Vladimir Poutine - Photonews

Vladimir Poutine - Photonews

Titre original : ¿Qué quiere Putin? Táctica y estrategia del líder ruso

 

Par Claudio Fabian Guevara

 

Pourquoi la Russie étend-elle toujours le rameau d'olivier? Vladimir Poutine aura 20 ans à la présidence. Deux penseurs russes font le point sur leur leadership. Et ils soulignent qu'elle a atteint les portes de l'imposition de la Russie comme le grand arbitre du monde multipolaire naissant.

 

Vladimir Poutine a mené la renaissance de la Russie en tant que puissance, en affrontant les États-Unis dans la guerre de la prochaine génération : la troisième guerre mondiale centrée sur les réseaux. En mai de cette année, il fêtera ses 20 ans de présidence de la Fédération de Russie. Des ruines laissées par l'effondrement de l'Union soviétique dans les années 1990, il a catapulté son pays vers une amélioration générale des conditions de vie de la population, et l'a ramené sur le devant de la scène internationale.

 

C'est pourquoi la question est pertinente : que veut Poutine ? Quelles sont ses tactiques et stratégies dans la guerre de longue durée avec la superpuissance du Nord ?

 

Deux analystes russes - Rostilav Ischenko et Alexander Dugin - font le bilan de la longue présidence du leader russe.

 

La bataille pour un modèle multipolaire

 

Il y a cinq ans, l'analyste russe Rostislav Ishchenko a publié un célèbre essai intitulé " What Does Putin Want " ? Le document, basé sur la stratégie de la Russie en Ukraine, analyse les objectifs de Poutine dans le cadre plus large de la compétition géostratégique avec les Etats-Unis.

 

En raison de la forme particulière du système politique en Russie, l'opinion personnelle du président joue un rôle central dans des domaines tels que la politique étrangère. "Ce que veut Poutine, la Russie le veut aussi", résume le politologue.

 

Pour Ishchenko, l'origine de la matrice guerrière des États-Unis et de la confrontation avec la Russie est la crise de la croissance illimitée.
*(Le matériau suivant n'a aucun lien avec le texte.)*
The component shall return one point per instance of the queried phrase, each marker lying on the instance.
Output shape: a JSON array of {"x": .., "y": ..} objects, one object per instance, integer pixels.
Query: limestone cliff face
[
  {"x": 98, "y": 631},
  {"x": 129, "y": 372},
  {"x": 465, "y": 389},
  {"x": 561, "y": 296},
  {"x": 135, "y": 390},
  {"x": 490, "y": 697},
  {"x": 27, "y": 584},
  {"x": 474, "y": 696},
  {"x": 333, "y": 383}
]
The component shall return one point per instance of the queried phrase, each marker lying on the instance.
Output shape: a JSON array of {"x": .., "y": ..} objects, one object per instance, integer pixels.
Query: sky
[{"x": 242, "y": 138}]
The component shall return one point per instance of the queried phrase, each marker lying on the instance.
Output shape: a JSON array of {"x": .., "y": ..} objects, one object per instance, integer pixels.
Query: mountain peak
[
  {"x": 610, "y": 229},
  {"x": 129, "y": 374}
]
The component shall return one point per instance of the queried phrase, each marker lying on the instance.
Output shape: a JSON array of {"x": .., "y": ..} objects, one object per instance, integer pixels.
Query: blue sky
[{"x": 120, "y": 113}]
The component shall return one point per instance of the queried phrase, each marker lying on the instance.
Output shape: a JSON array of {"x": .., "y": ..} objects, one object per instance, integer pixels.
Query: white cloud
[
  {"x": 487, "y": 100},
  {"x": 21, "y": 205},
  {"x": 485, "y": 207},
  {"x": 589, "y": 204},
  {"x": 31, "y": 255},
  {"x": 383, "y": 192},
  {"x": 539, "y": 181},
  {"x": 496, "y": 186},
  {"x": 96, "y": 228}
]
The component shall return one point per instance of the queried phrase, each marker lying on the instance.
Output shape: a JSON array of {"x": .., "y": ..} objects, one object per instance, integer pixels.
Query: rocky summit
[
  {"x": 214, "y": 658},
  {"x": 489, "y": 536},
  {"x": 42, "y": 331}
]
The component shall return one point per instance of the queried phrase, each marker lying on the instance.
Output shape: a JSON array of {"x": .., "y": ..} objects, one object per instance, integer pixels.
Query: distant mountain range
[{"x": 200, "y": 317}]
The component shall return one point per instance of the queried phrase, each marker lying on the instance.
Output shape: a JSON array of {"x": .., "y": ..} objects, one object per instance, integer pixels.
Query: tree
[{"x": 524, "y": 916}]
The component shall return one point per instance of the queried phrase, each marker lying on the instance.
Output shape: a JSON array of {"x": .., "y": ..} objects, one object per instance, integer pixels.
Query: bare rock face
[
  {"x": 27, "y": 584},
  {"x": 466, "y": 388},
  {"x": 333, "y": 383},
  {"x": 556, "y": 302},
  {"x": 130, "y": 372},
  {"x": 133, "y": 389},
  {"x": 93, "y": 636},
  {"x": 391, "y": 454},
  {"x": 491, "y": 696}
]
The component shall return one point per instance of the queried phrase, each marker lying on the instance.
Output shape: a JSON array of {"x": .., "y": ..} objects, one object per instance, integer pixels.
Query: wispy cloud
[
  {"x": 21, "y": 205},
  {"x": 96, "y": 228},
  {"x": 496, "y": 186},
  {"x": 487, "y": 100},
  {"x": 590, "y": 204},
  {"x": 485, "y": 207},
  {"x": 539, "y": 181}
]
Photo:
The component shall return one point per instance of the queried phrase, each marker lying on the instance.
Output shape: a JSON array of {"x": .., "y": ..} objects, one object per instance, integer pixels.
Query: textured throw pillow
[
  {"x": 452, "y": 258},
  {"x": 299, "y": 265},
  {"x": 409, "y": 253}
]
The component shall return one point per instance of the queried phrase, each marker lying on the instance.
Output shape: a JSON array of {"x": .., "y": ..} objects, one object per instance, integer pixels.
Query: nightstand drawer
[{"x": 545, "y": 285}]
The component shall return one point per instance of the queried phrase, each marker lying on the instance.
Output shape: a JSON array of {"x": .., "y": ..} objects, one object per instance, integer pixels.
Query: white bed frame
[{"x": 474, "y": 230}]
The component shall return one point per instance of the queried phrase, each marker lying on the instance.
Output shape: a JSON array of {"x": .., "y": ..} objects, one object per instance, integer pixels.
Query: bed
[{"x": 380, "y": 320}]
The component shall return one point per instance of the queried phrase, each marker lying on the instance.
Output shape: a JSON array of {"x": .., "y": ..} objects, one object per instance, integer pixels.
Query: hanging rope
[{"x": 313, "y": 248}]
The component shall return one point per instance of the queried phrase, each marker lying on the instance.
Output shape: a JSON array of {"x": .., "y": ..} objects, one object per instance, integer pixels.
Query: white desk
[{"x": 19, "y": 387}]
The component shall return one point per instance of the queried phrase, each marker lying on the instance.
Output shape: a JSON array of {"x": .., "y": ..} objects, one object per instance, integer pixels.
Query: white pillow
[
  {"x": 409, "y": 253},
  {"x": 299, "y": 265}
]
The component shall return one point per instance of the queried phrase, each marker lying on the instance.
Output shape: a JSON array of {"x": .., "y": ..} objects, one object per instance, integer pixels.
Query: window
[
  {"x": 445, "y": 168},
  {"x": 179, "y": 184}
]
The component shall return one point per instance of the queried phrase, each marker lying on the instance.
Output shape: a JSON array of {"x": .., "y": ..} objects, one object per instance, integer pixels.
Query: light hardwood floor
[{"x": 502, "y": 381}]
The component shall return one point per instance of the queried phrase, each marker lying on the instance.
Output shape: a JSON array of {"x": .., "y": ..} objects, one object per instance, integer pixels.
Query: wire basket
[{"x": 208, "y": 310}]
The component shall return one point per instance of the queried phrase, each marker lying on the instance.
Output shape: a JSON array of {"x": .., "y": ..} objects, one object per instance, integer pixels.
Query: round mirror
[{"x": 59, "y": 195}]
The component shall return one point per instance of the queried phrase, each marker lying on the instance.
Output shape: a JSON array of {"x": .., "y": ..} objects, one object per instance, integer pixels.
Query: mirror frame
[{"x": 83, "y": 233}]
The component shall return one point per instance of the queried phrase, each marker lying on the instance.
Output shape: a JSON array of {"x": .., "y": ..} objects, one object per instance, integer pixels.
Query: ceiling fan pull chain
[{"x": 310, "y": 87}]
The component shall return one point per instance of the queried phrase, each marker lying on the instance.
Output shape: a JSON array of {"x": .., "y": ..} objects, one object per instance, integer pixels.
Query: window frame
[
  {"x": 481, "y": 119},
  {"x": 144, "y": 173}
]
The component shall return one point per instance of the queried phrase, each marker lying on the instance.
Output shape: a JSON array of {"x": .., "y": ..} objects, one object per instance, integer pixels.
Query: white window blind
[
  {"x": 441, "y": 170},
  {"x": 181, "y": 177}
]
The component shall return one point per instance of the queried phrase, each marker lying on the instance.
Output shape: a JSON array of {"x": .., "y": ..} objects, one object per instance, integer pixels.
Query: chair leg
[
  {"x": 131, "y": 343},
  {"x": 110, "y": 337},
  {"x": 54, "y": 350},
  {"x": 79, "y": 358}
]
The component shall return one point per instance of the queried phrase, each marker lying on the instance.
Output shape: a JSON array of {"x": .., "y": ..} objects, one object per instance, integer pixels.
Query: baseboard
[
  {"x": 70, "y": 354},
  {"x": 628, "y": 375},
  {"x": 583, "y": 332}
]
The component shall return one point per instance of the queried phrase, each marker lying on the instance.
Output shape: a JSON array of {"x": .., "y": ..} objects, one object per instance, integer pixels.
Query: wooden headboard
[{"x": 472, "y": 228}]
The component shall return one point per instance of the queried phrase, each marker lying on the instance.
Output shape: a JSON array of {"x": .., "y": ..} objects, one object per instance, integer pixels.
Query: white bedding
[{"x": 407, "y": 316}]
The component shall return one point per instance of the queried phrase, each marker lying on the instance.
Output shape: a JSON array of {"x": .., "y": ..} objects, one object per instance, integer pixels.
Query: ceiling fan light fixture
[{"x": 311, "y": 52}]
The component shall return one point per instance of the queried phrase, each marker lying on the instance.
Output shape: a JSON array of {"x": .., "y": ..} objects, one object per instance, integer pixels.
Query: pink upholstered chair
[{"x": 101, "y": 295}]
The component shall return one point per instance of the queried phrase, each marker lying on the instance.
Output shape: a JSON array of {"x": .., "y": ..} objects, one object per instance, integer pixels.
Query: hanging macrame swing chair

Le système économique occidental est confronté à la nature finie de la planète Terre et de ses ressources, y compris humaines. Ceci est en contradiction avec la nécessité d'imprimer le dollar sans interruption. Les États-Unis ne peuvent que prolonger l'agonie du système en pillant le reste du monde. "Au début, elle s'en est prise aux pays du Tiers-Monde. Elle s'est ensuite attaquée à des concurrents potentiels. Puis il s'en est pris aux alliés et même à des amis proches. Ce pillage ne pouvait se poursuivre que tant que les États-Unis demeuraient la puissance hégémonique incontestée du monde", souligne Ishchenko.

 

Ainsi, lorsque la Russie a déclaré son droit à prendre des décisions politiques indépendantes, une confrontation avec les États-Unis est devenue inévitable. Les États-Unis doivent s'affirmer comme une puissance unique. C'est la bataille de son modèle unipolaire contre le modèle multipolaire émergent.

 

Pour les États-Unis, un compromis avec la Russie signifierait renoncer volontairement à son hégémonie, ce qui conduirait à une catastrophe accélérée et à sa désintégration inévitable.

 

Mais si les États-Unis gagnent, c'est la Russie qui connaîtra une catastrophe systémique. L'État se fragmenterait, des territoires importants seraient annexés et l'armée du pays pourrait être détruite.

 

"Ainsi, la guerre durera jusqu'à ce qu'un camp gagne. Tout accord intérimaire ne doit être considéré que comme une trêve temporaire", définit l'analyste russe.

 

C'est pourquoi il est essentiel de comprendre ce que les dirigeants russes veulent réaliser.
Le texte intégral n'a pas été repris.